There a few things that should be considered in placing and setting up a trail camera to get the best quality. Trail cameras are a great tool to have in order to monitor game coming in and out of a particular area, gauging movement patterns, and just plain old fun. Here are 5 things to ensure your picture quality and better hunting success!
1. Scout First
There is absolutely no point in putting a camera where animals are not. If you are planning on hunting a new area, look for game sign, watering holes, old scrapes or rubs, game trails; anything to let you know there is game in the area. It would sure be a bust to buy a nice camera and only get 1 picture. If you are able to find what looks like a natural mineral or salt lick, then you’ve got it made in the shade. Animals will be coming in and out of this area pretty much all year, so you are all but guaranteed to know all the types of game in that area. If your hunting regulations permit baiting, then set up a bait site or salt lick site and place the camera there. It won’t take very long for the animals to smell it and come right in.
2. Camera Type
There are many different trail camera companies, and they all say they are the best. But in reality, they all use pretty much the same technology. I look for megapixel (MP) size, SD memory card capabilities, “no glow” flash, effective range, and weatherproofing. Megapixel size will effect the clarity of the picture. I wouldn’t recommend going any lower than an 8MP as this starts to get a bit harder to see any dark or night time pictures. Memory card size is important to me because it will let me know that how storage I’m able to hold. If you’re wanting to set the camera to video mode, this will take up significantly more memory, and I don’t like going into my camera spots more often then a week to 10 days at a time, so I need a good size card to hold everything. A good camera should be able to take up to a 32 or even a 64GB card. The “no glow” flash is something that is newer to trail cameras. This allows the use of infrared lights and tinted light coverings to mask the flash of the camera at night so the animals don’t get spooked. Effective range will depend on the movement sensor ability. Typically cameras range between 40 – 50 feet. There are some that have reached past 60 feet, but are usually a bit more pricey. All my cameras have a 50 foot detection range and I haven’t had any issues with animals detecting the cameras and taking off. This also could depend on your the location and where the clearest picture lanes are, so be sure to select the best range f
or your situation. Finally, weather proofing. Most cameras should have, at minimum, a small rubber weather strip lining where the door shuts onto the camera and latches. If you are able to; inspect the lining for thickness and judge its durability. With batteries and memory cards on the inside, the last thing you want is dampness and humidity inside the working parts of the camera. I currently use the Stealth Camera P12 and the Wildgame Innovation Cloak Pro 10. Both have excellent picture quality, weather proofing, range, and night picture quality. I would recommend either of these in a heartbeat.
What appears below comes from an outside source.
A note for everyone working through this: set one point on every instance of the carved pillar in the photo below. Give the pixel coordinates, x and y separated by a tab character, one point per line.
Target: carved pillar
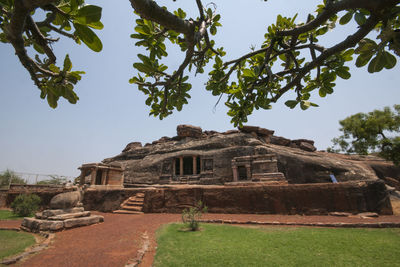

3. Private vs. Public Land
It might be harder to secure private land for hunting, in which case you may have to set up your cameras on public land. There are a few risks involved with this; the most obvious being theft. There are accessories like lock boxes that can deter people from stealing the camera, but it’s really just a hurdle. Try and set your camera up further back into the bush, but still with a natural clear lane for pictures. Any branches you remove or dirt you disturb may tip someone else that there’s a camera in the area. Also, once people know that there’s a camera in the area, just watch that area fill up with hunters. It is logical to think that if there’s a camera there, there must be game there. And all you need is one blabber mouth to tell the world and you might have just given away your best hunting spot.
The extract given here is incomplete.